Friday, December 8, 2023

AI model bias and why responsible technology matters – exemplified by image generation

In this era of AI where ChatGPT with LLM’s has become the hottest topic in computer science since the Apple Macintosh and the IBM PC, I figured I’d do a small write-up on AI model bias and why paying attention to bias is important. This is especially true when it comes to enterprise scenarios where Microsoft is launching a long range of AI powered copilot experiences.

The author of this article works for Microsoft (December 2023) and is an internal champion for responsible ai and technology as well as internal champion for privacy and compliance.

At Microsoft we have a high bar for delivering responsible AI solutions, which means there is a lot of work put in place to ensure the output from AI systems follow Microsoft’s AI principles to be fair, inclusive, reliable and safe, privacy and security is accounted for, and the systems are accountable.
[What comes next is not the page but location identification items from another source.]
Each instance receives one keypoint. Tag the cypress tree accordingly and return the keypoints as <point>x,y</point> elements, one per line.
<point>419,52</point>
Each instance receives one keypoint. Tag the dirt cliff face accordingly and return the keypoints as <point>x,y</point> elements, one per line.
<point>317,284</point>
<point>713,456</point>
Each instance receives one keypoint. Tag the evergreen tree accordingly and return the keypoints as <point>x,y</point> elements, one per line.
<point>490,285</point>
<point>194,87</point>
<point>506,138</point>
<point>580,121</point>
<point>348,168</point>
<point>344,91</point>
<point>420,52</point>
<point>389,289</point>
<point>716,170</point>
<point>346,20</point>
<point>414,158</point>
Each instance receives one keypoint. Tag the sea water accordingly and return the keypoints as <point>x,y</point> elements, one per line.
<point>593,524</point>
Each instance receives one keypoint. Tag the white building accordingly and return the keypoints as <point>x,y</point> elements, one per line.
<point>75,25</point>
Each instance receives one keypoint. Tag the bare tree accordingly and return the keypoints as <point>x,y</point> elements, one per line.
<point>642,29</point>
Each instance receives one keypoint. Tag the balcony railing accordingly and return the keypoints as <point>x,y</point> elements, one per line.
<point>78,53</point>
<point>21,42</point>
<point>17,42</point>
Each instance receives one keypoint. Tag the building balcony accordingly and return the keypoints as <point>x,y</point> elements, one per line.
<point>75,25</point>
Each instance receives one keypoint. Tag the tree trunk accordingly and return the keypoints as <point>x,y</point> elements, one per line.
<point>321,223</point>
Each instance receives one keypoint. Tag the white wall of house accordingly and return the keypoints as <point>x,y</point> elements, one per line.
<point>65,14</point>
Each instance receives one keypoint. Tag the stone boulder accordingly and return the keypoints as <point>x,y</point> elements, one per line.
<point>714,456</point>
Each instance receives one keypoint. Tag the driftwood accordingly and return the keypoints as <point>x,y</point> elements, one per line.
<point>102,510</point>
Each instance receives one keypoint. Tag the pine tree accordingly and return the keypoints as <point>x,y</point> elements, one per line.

Any model, that be a large language model (LLM) or a model to generate image will inherently have bias built in due to the training data used. In smaller models you can manually verify the training data to counter some bias and balance the training set, but as models grow large this becomes inherently harder. I’m not saying there are not systems in place to counter training bias already, but to truly counter bias this has to be built into pre and post processing of input prompts and outputs from the models.

I will use image generation as an example where I will show the difference between using image creator in Microsoft Designer ( built on DALL·E 3 from OpenAI and Stable Diffusion XL, which is an open source model from Stability.AI ( The Microsoft solution has guardrails in place, where the open source solution do not – unless you add them yourself via prompting. Not saying neither of them are perfect as examples will show.

I want to call out that any bias shown is not statistically verified, and only based on generating a set of sample random images with the same prompt.

Example 1 - photo of correctional officer in a well lit hallway eating a donut


The above eight images are from DALL·E 3. They are all close-up photos showing a fit, light skinned male with dark hair.


In comparison the SDXL images have a wider focal point showing the full body. It’s a mix of male and female people, and also a mix of light and dark skinned people. I would argue the SDXL model is more accurate to what people look like in 2023, while the DALL·E 3 model output “perfect” looking people. If this is due to the images the models are trained on, or the prompt being augmenting to have “perfect” looking people I do not know.

The default color palette is also different where DALL·E 3 has more green and SDXL has more brownish colors.

If I add “overweight” to the DALL·E 3 prompt, the Responsible AI filter kicks in and blocks the generation. If I add “fat”, then it works.


With SDXL I can modify the prompt to closeup photo of a slim white male correctional officer in a well lit hallway eating a donut” to mimic what DALL·E 3 output by default – to counter the wide angle and real life looking people bias of the model.


Example 2 – woman

Let’s try a simple prompt with the subject “woman”. For SDXL I added negative prompting to avoid any nsfw images – which is blocked as part of DALL·E 3 RAI principles.


DALL·E 3 seems to pivot towards portrait photo’s when no extra contextual information is given, as that is likely the intent with a simple input subject. They are also all dark haired and seem to be young women.


In comparison SDXL gives a wide variety of image types, pivoting to more art-like images instead of photos.

Example 3 – painting of a beautiful norwegian fjord with vikings, with a boing 737 in the sky, in the style of munch’s scream


The DALL·E 3 painting nails the airplane and pretty much the painting style of Edward Munch.


The SDXL one is not bad either, but the Munch style is not as visible for this one sample. And the scale of the plane vs. the viking ship and buildings is way off.


These simple examples shows that articulating your intent in prompting is crucial. Either the system has to add guardrails and contextual information to the prompt, or the person prompting has to be articulate on what they want returned and what they do not want returned. And you have to generate many images to find that ONE you really like.

For online services like Microsoft Designer going the safe route is the only approach as people using the service comes from a wide variety of backgrounds and age groups. Taking that extra measure to ensure everyone feels safe is important to trusting the service.

Open source solutions you can run on your own PC/phone/table can allow for less guardrails as the individual running it likely has more skill and is using the tool themselves. Maybe the analogy of hiring a carpenter as a service vs. hammering yourself can be used. You trust a hired professional to meet a certain bar, while you are responsible yourself on anything you do.

When it comes LLM’s we know they are largely based on English text today, and would favor input and output in this language. As they are built on public data, that will influence default writing style as well. fortunately ChatGPT and Microsoft Copilots put a lot of effort into the system prompts put around the user prompt, to counter any bias in the model. This is to ensure grounding in facts and avoid hallucinations. More on that for another post.


I used the service of to create the DALL·E 3 images, and I used the Draw Things app on a MacBook with an 8-bit quantized version of the default SDXL model. The Draw Things app also work on iOS devices.